After deconnection, variable delays to reconnect via Call Home observed on v2
I switched recently to the following software version from the devel branch(v2) : Netopeer2 v2.0.35
Scenario : In CLI, alternative listen/disconnect cmd leads to the following logs at Server level. Observation : listen cmd is stuck for an randomize time linked to the time xyz displayed in following Server logs : ==> [INF]: LN: Call Home client "default-client" reconnecting in xyz seconds. This behavior was not observed in Netopeer2 v1
Full logs below with several trials of sequence listen/disconnect at CLI level along with the Call Hom configuration in place in the datastore. Time to time, we can see that xyz is different.
[INF]: SR: Successful processing of "rpc" event with ID 2 priority 0 (remaining 0 subscribers). [INF]: SR: Event "rpc" with ID 2 priority 0 succeeded.

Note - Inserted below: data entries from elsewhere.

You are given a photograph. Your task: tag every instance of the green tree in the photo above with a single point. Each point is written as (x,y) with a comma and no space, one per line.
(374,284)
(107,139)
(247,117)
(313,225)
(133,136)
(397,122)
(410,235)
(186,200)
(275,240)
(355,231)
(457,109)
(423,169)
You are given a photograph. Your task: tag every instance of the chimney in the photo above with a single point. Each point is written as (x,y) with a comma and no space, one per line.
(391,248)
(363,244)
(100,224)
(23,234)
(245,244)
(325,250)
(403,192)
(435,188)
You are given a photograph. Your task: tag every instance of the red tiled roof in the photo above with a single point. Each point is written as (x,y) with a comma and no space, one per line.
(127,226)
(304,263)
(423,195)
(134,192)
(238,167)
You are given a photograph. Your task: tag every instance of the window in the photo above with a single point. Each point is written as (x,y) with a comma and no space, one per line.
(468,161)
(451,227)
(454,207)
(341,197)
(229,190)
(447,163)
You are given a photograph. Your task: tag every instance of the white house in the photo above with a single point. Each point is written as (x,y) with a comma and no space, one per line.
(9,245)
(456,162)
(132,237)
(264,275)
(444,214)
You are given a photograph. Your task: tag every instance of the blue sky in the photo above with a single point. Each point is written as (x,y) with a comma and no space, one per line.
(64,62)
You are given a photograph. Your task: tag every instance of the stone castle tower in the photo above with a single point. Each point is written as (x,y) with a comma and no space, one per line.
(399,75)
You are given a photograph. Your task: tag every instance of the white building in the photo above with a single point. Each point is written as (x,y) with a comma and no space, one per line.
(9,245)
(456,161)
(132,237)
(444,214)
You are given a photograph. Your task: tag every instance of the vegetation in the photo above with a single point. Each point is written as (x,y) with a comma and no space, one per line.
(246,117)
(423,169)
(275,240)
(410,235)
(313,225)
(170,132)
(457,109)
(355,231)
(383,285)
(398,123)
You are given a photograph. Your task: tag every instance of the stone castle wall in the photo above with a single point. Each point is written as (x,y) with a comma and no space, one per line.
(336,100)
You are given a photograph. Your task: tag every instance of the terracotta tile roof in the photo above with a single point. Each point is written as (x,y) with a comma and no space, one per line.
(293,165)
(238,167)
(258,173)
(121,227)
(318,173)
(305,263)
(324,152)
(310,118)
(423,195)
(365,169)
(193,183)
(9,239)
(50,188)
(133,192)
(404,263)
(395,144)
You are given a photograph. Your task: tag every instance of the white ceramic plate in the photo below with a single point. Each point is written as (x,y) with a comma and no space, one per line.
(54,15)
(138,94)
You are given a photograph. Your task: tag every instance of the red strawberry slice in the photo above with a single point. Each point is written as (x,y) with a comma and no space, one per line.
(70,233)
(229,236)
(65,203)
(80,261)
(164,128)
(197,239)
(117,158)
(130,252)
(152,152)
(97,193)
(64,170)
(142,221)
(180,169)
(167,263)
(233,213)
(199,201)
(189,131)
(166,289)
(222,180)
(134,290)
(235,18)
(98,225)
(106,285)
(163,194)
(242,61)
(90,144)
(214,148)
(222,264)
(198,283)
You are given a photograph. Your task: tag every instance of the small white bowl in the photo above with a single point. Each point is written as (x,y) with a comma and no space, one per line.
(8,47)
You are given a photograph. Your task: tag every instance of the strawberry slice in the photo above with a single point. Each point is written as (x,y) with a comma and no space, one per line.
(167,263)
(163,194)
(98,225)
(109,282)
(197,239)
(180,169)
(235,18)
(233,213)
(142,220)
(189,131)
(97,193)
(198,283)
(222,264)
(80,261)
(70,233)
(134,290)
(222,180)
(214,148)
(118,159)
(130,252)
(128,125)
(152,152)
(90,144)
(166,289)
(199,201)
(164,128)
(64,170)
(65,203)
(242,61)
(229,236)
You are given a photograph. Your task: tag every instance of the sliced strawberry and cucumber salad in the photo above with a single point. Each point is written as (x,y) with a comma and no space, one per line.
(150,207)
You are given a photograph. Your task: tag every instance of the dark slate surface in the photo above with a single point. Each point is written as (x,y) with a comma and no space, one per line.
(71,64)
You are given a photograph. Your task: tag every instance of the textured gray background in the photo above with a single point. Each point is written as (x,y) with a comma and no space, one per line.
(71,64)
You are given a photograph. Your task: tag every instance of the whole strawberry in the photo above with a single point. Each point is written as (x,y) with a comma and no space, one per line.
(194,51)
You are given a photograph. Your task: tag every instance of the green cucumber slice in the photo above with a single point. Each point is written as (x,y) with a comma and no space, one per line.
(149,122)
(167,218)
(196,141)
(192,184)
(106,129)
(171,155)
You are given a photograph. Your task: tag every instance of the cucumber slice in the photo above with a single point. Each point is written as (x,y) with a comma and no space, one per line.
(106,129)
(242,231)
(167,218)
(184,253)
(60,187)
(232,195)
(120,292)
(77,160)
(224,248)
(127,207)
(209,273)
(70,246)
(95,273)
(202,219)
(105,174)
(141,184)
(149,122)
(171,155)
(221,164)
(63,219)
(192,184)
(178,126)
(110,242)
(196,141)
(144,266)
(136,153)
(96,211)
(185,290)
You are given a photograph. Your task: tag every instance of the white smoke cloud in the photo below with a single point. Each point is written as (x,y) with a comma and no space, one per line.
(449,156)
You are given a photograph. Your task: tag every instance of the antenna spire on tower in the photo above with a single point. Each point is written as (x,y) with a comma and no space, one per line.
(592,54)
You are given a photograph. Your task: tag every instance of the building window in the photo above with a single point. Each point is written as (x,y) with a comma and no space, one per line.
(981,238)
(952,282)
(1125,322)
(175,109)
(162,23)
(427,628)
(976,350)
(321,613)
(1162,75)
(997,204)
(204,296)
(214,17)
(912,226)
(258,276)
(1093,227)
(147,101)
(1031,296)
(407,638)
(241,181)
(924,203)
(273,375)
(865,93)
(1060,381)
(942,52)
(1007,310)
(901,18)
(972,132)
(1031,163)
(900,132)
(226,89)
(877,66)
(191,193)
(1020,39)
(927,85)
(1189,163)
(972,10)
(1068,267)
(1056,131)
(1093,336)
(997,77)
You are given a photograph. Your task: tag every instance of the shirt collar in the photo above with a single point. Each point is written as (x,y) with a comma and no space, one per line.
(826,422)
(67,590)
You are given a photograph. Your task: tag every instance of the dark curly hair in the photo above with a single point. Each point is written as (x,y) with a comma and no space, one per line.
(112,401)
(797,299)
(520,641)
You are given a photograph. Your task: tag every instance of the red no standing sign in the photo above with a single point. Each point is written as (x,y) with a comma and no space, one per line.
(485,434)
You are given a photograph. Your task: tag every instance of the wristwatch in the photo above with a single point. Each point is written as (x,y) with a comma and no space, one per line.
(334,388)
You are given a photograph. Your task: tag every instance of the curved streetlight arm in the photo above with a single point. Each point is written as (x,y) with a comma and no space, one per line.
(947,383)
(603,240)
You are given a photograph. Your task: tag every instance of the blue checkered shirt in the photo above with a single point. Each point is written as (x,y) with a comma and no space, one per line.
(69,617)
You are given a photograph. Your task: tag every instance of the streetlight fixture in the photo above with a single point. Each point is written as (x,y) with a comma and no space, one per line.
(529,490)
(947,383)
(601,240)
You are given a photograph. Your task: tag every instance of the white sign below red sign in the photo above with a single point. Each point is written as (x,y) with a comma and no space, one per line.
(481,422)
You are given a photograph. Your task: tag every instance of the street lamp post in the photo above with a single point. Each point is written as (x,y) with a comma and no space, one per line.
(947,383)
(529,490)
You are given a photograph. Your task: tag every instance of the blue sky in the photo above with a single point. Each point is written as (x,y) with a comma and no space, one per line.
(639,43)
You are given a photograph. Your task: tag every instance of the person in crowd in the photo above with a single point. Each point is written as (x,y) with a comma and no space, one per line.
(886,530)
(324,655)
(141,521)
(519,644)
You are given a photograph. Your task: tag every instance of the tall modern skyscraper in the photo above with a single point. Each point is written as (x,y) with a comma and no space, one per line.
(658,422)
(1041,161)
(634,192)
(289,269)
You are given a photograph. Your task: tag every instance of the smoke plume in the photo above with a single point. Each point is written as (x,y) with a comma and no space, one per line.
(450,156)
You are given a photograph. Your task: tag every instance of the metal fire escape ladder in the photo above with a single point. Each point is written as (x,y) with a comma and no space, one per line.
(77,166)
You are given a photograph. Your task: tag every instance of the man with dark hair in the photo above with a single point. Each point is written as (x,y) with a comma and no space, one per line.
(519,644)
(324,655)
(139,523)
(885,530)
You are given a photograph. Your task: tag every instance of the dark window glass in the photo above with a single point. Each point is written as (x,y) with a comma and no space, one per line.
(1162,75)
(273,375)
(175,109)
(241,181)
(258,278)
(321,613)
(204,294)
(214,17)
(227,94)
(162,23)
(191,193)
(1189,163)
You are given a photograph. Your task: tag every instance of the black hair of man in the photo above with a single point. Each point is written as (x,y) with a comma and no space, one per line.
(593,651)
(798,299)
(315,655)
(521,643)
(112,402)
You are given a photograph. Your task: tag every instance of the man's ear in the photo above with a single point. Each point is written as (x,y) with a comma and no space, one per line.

===> Disconnect Call Home from CLI
[INF]: NP: Session 3: thread 0 event new RPC. [INF]: NP: Session 2: thread 3 event new RPC. [INF]: NP: Session 2: thread 3 event session terminated. [INF]: SR: Published event "notif" "ietf-netconf-notifications" with ID 10 priority 0 for 2 subscribers. [INF]: SR: Processing "notif" "ietf-netconf-notifications" event with ID 10. [INF]: SR: Successful processing of "notif" event with ID 10 priority 0 (remaining 0 subscribers). [INF]: NP: Generated new event (netconf-session-end). [INF]: LN: Call Home client "default-client" session terminated. [INF]: LN: Call Home client "default-client" reconnecting in 117 seconds. [ERR]: LN: Session 2: Waiting for Call Home thread failed (Connection timed out). [2021/11/28 07:25:58.583001, 1] ssh_socket_exception_callback: Socket exception callback: 1 (0) [2021/11/28 07:25:58.583032, 1] ssh_socket_exception_callback: Socket error: disconnected
===> reconnection with Call Home frozen during the 117 seconds timeout ....
[INF]: SR: Processing "notif" "ietf-netconf-notifications" event with ID 11. [INF]: SR: Successful processing of "notif" event with ID 11 priority 0 (remaining 1 subscribers). [INF]: SR: Processing "notif" "ietf-netconf-notifications" event with ID 12. [INF]: SR: Successful processing of "notif" event with ID 12 priority 0 (remaining 1 subscribers). [INF]: LN: Trying to connect via IPv4 to 172.1.1.5:4335. [INF]: LN: getsockopt() error (Connection refused). [INF]: LN: Trying to connect via IPv4 to 172.1.1.5:4335. [INF]: LN: getsockopt() error (Connection refused). [INF]: LN: Trying to connect via IPv4 to 172.1.1.5:4335. [INF]: LN: getsockopt() error (Connection refused). [INF]: LN: Trying to connect via IPv4 to 172.1.1.5:4334. [INF]: LN: Successfully connected to 172.1.1.5:4334 over IPv4. [INF]: SR: Session 177 (user "root", CID 3) created.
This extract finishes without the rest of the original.